Substantive Blog Post

EmbodyingDeficiency

In this Article “Embodying Deficiency Through ‘Affective Practice’: Shame, Relationality, and the Lived Experience of Social Class and Gender in Higher Education” written in 2016, the author, Vik Loveday, details the feeling of Shame and how it is felt by those who are female and of a different social class than their peers in Higher Education in England. While the male perspective is investigated in the paper when it discusses class, the majority of the participants in the study are female. The Author describes the approach she uses from Bourdieu as ” a dynamic and relational framework for thinking through how multiple forms of advantage are reproduced by some groups at the expense of others, that is, through practices of exclusion.”

Within the study she examines the stories of women and men in higher education and the situations in which due to their class or their class and gender, they have felt ashamed of themselves within the higher education institutions that they have attended.

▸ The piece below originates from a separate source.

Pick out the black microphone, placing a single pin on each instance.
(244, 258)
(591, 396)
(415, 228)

In several cases people took participants accents and background to signify that they were inferior intellectually leading to the participants feeling ashamed in their experience. The author argues that this Shame that is felt by participants in this study is symptomatic of the unequal relations that they experience due to their social class. The main gendered aspect of this research, and the aspect that gender exasperates, was that women tended to fear being discovered as “lower class” at a much higher rate than male participants in Higher Education.